Possible criminal liability for providers in the post-Dobbs world remains unclear. Because criminal prosecutions of women seeking abortion care are considered by many to be politically unpopular, we anticipate that states banning or restricting abortion will focus on bringing enforcement actions against providers who “assist” state residents in obtaining abortion care. For example, Texas has articulated very broad penal jurisdiction, including over “conduct outside this state constitutes an attempt to commit an offense inside this state.” Texas Penal Code § 1.04. The question of whether a state has jurisdiction over an out-of-state provider will be heavily litigated. In addition, some states, such as Texas, permit private attorneys general to bring enforcement actions. Therefore, providers should expect to confront attempts by private litigants to enforce state laws restricting abortion against them. Finally, there may be circumstances where a provider needs to pro-actively engage in litigation, for example by seeking a declaratory judgment from a court confirming that certain procedure or provider action does not violate a state statute.
The litigation exposure created by the application of state laws should be carefully considered by any provider treating patients who reside in another state.

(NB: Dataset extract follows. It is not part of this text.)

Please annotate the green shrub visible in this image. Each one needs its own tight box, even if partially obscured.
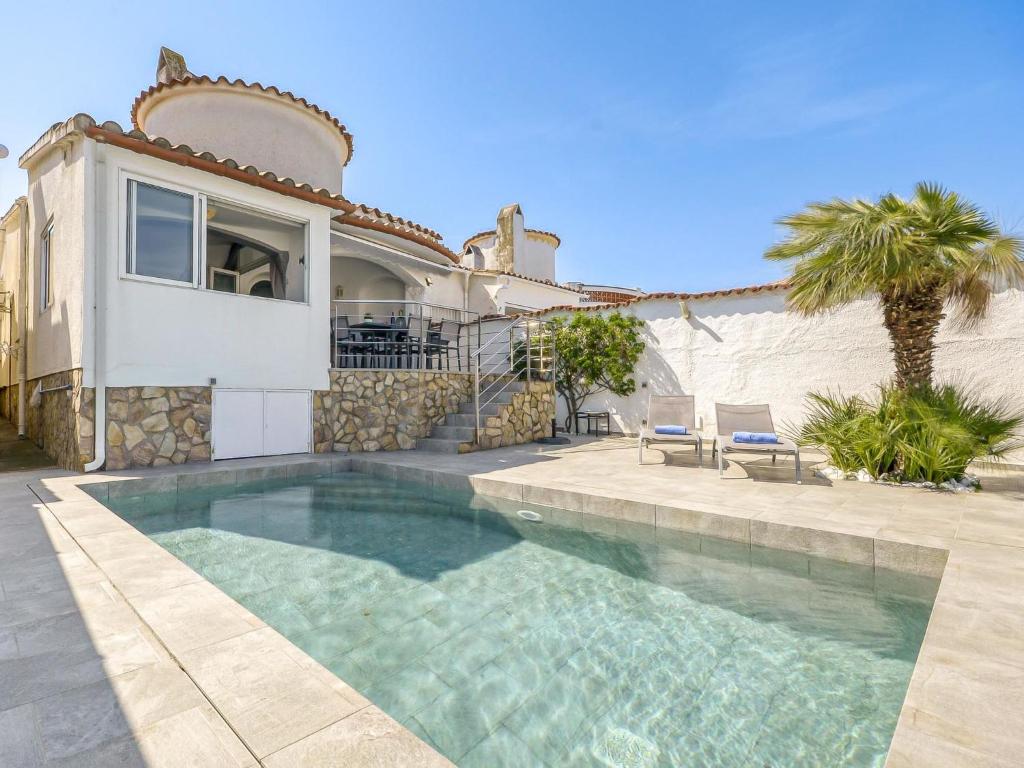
[798,384,1024,483]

The aftermath of the Dobbs decision saw immediate reactions and steps taken by federal and state governments. The impact of these actions creates space in the telehealth industry to address issues of access, which has been a longstanding tenet of telehealth providers. As telehealth companies expand and strategize on delivering care across state lines, the ever-present legal and regulatory considerations will likely continue to evolve for licensure, reimbursement, privacy, and related aspects of healthcare regulations.